Stella menunggu dengan senyuman canggung. Setelah mobil selesai putar balik, dia masuk ke dalam mobil. Mobil pun melaju ke gedung apartemen kelas atas yang berada tidak jauh dari pusat kota.

Stella menarik kopernya dan mengikuti Billy ke lantai 36.

Setelah masuk, Stella sibuk memikirkan sesuatu dan terus berjalan, tidak menyadari bahwa orang di depannya sudah berhenti.

"Aduh!"

Stella menggosok hidungnya yang sakit karena terbentur. Dia mendongak dan melihat Billy yang sedang menatapnya dengan ekspresi tenang.

Saat Stella tersadar, dia baru sadar kalau dia menabrak dada Billy.

Dengan wajah yang sedikit memerah, Stella buru-buru meminta maaf, "Maaf, Pak Billy, aku nggak sengaja."

Billy masih berekspresi tenang. Dia menatap Stella dan berkata dengan suara yang dalam, "Kamu bebas melakukan apa yang kamu inginkan di tempat lain, kecuali masuk ke kamar utama."

Stella segera meletakkan koper di tangannya.

"Pak Billy, terima kasih, awalnya kontrak nggak punya klausul ini, aku bisa membayar uang sewa ketika saatnya tiba."

"Kamu nggak perlu membayar uang sewa. Ke depannya kamu yang bertanggung jawab atas kebersihan di sini."

Stella segera menjawab, "Nggak masalah, aku akan membersihkannya di masa depan."

Setelah menyelesaikan ucapannya, Billy mengangkat tangannya untuk melihat waktu. "Masih ada yang harus kulakukan. Besok pagi jam sepuluh aku akan menjemputmu dan pergi menemui nenekku."

Stella tahu Billy melakukan semua ini karena dia tidak ingin nenek yang disayanginya memiliki keinginan yang belum tercapai sebelum meninggal, makanya Billy meminta Stella untuk melakukan kontrak pernikahan.
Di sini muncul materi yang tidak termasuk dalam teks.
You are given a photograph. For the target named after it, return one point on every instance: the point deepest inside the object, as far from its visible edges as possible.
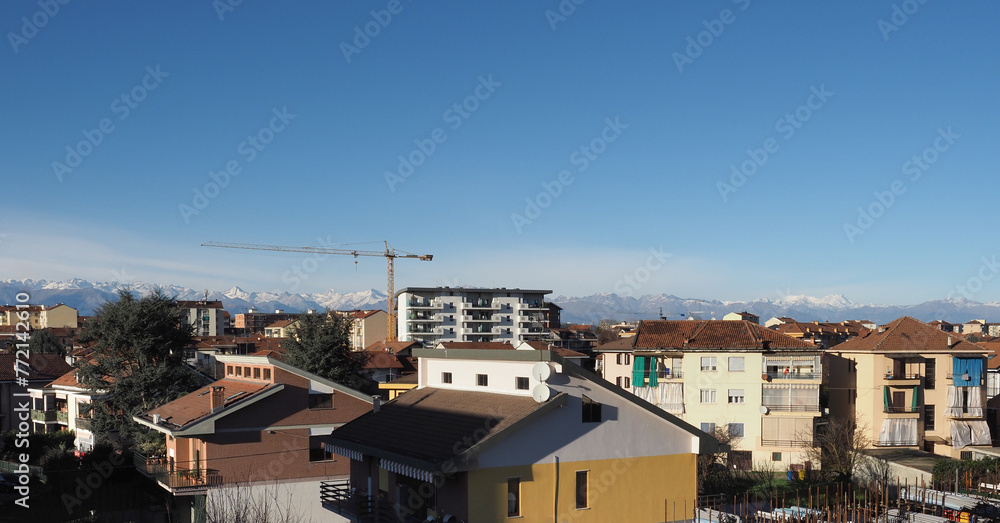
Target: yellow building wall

Stella segera menganggukkan kepalanya dan menjawab, "Oke, aku akan bersiap-siap lebih awal besok."

Dia menunggu Billy pergi sebelum melihat-lihat sekeliling rumah.
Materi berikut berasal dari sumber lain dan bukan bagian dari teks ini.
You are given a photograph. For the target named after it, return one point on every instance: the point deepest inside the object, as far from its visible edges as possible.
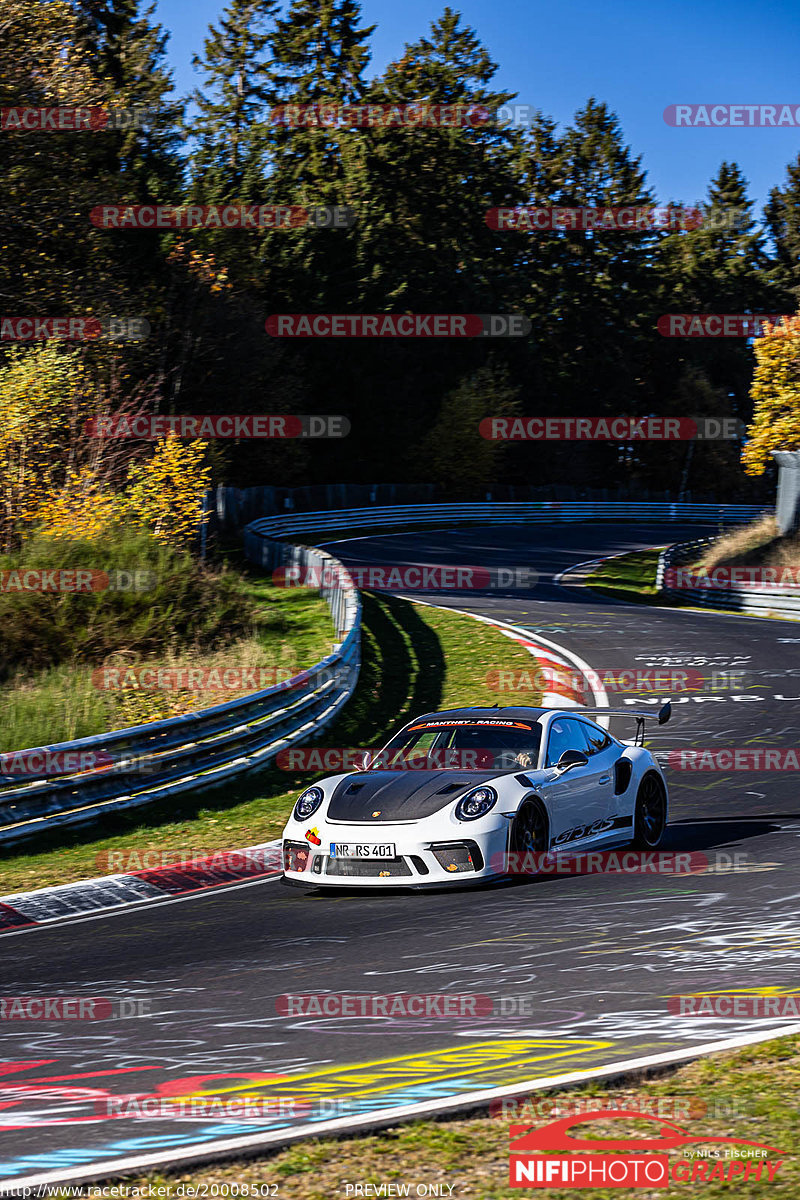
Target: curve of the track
(584, 965)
Area apartemen ini tidak kecil, luasnya lebih dari seratus meter persegi. Dekorasi mewah di seluruh rumah menunjukkan unsur kekayaan, tetapi sama sekali tidak berlebihan.
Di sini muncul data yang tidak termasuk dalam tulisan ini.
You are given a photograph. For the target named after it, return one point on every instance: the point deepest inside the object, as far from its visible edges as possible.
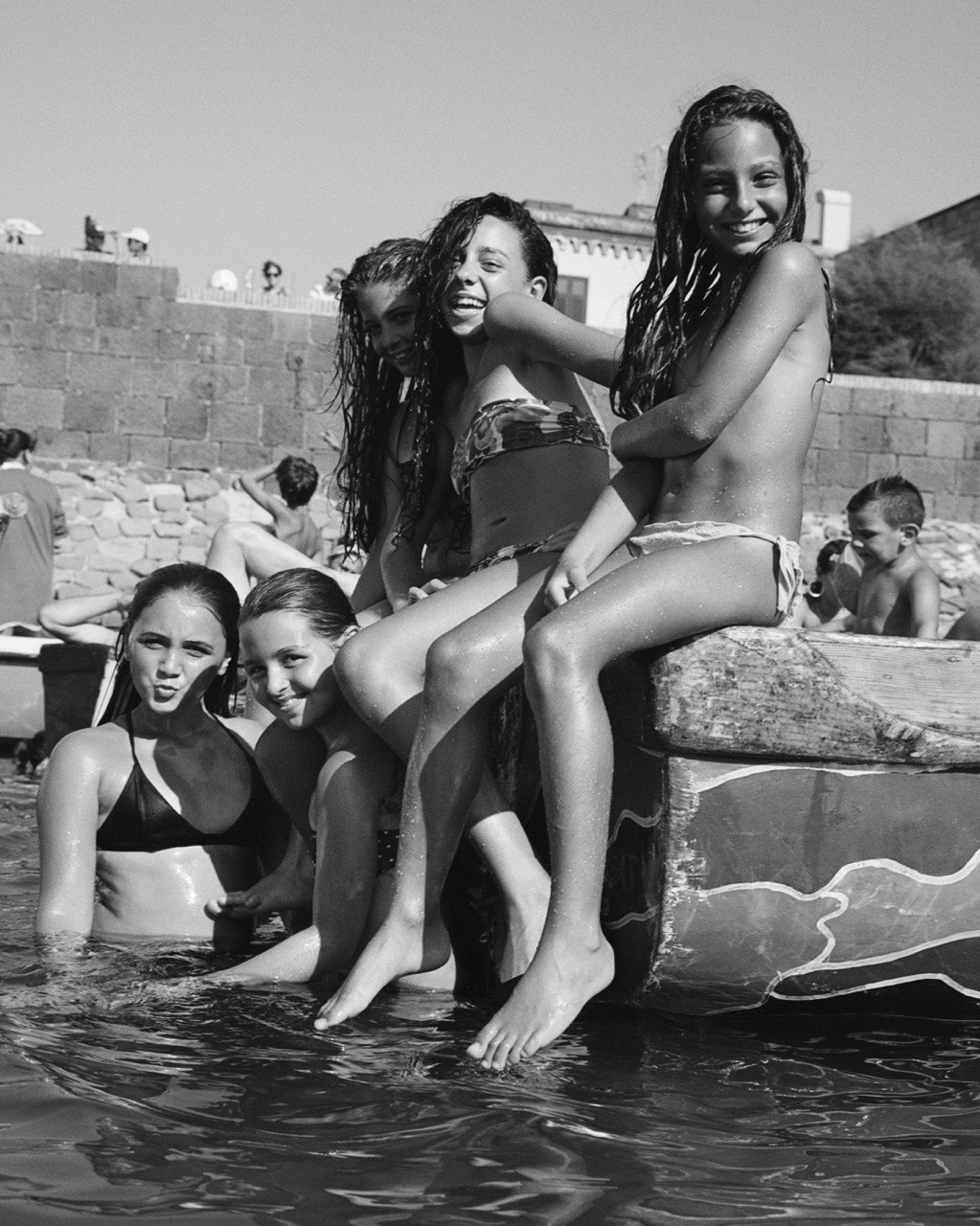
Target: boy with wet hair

Billy bisa dengan santai menawarkan satu miliar, dia seharusnya tidak kekurangan uang.

Setelah selesai berkeliling itu, Stella memindahkan kopernya ke kamar tidur kedua.

Kamar itu dilengkapi dengan kamar mandi dan ruang ganti kecil.

Setelah merapikan barang-barangnya, Stella berdiri di depan jendela yang luas dari lantai ke langit-langit dan menatap ke luar sejenak.

Melihat debu di apartemen ini, dia tahu kalau ruangan ini sudah lama tidak ditinggali. Stella pun menyingsingkan lengan bajunya, bersiap untuk membersihkannya.

Dia membuka semua jendela di rumah, membersihkan semua sudut yang terlihat dan mengepel seluruh lantai.

Setelah bersih-bersih, Stella pergi ke supermarket di lantai bawah untuk membeli beberapa barang dan menaruhnya di lemari es, lalu membuat semangkuk mi untuk dirinya.

Keesokan harinya, Stella sengaja memilih gaun bunga biru berlatar belakang putih. Dengan kulit putihnya yang berkilau, fitur ramping dan indah, memegang senyum ringan bibir lembut berwarna mawar, membuatnya tampak sangat lembut.

Lagi pula, untuk bertemu orang yang lebih tua, dia tidak bisa berdandan santai seperti biasa. Makanya dia juga sengaja memakai riasan ringan.

Saat Stella sampai di lantai bawah, Billy sudah menunggu di sana.

Setiap kali Billy bertemu neneknya, dia akan menyetir sendiri, hari ini juga seperti itu.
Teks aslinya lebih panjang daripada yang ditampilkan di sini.